When operating a site for commercial purposes, access analysis is indispensable in order to increase the CVR (customer conversion rate = percentage of users who actually conducted commercial transactions ).
One of the most famous analytics tools is Google Analytics, but there are some things you can’t do with this tool alone. So, in addition to Google Analytics, a heat map also can be used at the same time.
In this article, we’ll discuss the features and differences between Google Analytics and heatmaps, as well as the effectiveness of using both tools at the same time.
What is a heat map?
Google Analytics is well-known as a tool for analyzing websites, but recently, heat maps have also been attracting attention as an analysis tool with functions that Google Analytics does not have.
Let’s take a look at what kind of tool a heat map is.
Visualize user movements
A heat map is a tool that allows you to visualize the movements of a user’s mouse or scroll button when visiting a website, using colors and shades like a map. The redder the color displayed, the higher the value or percentage, and the more attention the user is paying to the location.
The greatest feature of heat maps is that they show the user’s movements in a way that is immediately visible to the eye. You can instantly understand what and where users tend to focus their attention within a site.
Understand the direction of site improvement
Heat maps present a “click heat map” that shows where users are clicking frequently, an “attention heat map” shows where users are looking closely, and a “scroll heat map” allows you to visually see how far users have scrolled.

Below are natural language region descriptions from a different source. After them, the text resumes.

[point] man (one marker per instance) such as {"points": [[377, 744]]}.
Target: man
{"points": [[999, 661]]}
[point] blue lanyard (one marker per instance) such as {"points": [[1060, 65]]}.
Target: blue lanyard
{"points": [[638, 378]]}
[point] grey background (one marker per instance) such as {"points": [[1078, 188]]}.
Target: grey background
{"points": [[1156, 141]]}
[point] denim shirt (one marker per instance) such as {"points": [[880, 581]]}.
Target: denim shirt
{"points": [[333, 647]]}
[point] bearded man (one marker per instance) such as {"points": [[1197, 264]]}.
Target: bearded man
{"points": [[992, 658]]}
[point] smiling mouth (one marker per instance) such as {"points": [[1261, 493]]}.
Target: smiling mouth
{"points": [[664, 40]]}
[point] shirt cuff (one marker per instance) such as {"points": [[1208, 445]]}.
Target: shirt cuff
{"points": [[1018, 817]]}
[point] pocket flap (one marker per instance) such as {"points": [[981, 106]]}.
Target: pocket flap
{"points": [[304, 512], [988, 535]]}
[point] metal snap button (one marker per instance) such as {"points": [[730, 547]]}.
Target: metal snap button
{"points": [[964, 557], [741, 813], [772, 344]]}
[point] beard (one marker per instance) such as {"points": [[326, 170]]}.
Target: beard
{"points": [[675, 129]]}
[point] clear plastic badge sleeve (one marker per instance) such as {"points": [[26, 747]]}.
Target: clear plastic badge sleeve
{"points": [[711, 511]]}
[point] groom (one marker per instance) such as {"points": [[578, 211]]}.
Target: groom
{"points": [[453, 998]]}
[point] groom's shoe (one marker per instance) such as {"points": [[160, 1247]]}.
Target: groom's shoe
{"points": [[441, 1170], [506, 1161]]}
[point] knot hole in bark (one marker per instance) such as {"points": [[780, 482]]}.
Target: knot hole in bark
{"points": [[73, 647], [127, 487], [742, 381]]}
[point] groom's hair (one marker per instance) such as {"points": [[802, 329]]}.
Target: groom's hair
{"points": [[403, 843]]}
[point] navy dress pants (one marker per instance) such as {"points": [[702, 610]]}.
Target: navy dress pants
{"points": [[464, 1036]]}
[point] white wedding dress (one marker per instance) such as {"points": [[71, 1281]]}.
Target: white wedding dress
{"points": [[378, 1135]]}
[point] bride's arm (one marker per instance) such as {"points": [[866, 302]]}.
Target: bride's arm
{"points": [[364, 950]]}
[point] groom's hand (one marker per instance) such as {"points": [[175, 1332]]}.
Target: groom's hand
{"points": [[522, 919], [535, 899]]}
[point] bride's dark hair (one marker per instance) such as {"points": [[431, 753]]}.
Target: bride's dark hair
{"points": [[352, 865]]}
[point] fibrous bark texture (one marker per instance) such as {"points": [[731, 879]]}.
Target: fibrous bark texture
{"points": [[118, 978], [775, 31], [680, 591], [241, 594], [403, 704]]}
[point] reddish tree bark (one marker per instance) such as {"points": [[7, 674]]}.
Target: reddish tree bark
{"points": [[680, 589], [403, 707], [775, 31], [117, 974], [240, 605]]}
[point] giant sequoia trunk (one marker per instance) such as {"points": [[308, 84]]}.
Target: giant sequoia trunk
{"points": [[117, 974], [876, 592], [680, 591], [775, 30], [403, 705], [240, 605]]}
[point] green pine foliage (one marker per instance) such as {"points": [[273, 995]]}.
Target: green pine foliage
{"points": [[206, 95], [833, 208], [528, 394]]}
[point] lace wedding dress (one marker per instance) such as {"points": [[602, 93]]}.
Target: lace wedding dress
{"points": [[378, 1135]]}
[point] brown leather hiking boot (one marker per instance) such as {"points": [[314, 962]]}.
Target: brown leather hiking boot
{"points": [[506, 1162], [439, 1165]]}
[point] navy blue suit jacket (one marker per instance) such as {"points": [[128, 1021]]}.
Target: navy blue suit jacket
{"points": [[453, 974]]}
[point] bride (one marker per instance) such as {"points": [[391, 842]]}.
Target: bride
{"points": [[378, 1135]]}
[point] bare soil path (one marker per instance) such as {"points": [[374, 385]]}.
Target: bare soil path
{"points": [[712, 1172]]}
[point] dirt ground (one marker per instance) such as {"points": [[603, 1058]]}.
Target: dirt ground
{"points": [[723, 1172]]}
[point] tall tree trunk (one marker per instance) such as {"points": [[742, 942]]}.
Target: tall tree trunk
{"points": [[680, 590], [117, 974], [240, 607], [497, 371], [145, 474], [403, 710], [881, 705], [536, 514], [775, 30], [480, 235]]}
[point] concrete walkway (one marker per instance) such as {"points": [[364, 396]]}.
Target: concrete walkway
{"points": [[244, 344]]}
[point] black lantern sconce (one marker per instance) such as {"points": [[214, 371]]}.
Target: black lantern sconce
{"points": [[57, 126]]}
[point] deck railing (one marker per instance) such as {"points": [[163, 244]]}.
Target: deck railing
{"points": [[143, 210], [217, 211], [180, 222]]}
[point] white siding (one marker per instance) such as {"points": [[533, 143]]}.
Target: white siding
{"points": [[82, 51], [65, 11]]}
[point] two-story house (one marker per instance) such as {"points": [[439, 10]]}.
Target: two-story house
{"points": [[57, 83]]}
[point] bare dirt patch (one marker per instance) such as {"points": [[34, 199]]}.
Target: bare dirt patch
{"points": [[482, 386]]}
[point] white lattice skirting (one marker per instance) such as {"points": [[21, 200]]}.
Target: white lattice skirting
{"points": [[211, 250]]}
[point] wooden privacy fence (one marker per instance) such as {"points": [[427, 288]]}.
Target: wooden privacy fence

One of the major advantages of using these heatmaps is that they can give you an idea of where to improve your site, such as reviewing the areas of your site that are not attracting users’ attention or increasing the number of attention-grabbing areas within a page. If you can improve those areas on the page it will help increase your CVR.
What is the difference between heat maps and Google Analytics?
In this section, we will introduce the functions of Google Analytics, and then explain in detail the differences between Google Analytics and heat maps.
Google Analytics is a tool for access analysis
By linking your website to Google Analytics, you can learn the following main things.
Time spent on the site by users
You can learn how the number of pages being viewed has changed over time, and which pages are currently being viewed.
Devices used to view the site
You can learn the device information of users. You can see from which device the user is accessing the site such as smartphones or PCs.
Where did they come from?
You can analyze how the user came to this site. You can analyze how the user came to your site, whether they searched on a search engine, clicked on a banner ad, added your site to their “favorites,” came from a link on another site, came from SNS, came from a listing ad, came from a link in an email, etc.
You can see the number of pages viewed (page views) when users visit your site, the number of visitors to each page, the time spent on each page, the bounce rate (the percentage of users who leave the page without taking any action), and the abandonment rate (the percentage of users who leave the site without viewing all the content on the page). Reducing the bounce rate is especially important for improving CVR.
Analyze how well your website is achieving its goals
You can check the data related to the goals your website has set. For example, if your website is a mail order site, you can see how well your products are selling. By entering the goals in advance, you can check how many goals have been achieved, etc.
What are the differences between Google Analytics and heat maps?
Google Analytics can cover most of the access status of the website you are running, but it can only check information from the “operator’s perspective. You can quantify and understand the number of user visits, inflow sources, time spent on the page, etc., but you cannot fully analyze from the “visitor’s perspective.
For example, Google Analytics is not sufficient for analyzing the detailed movements of users on a site, such as where they are looking at a page and whether they are clicking where they want to click.
Heat maps, on the other hand, are characterized by their ability to show the user’s movements on each page of the site in colors and shades, just like heat detection. You can see if the parts of the page you want people to check out, click on, or read are leading them to the right place.
In other words, while Google Analytics shows you the access status of each page, such as which pages users visit most often and where they came from, heat maps show you the specific movements of users within each page.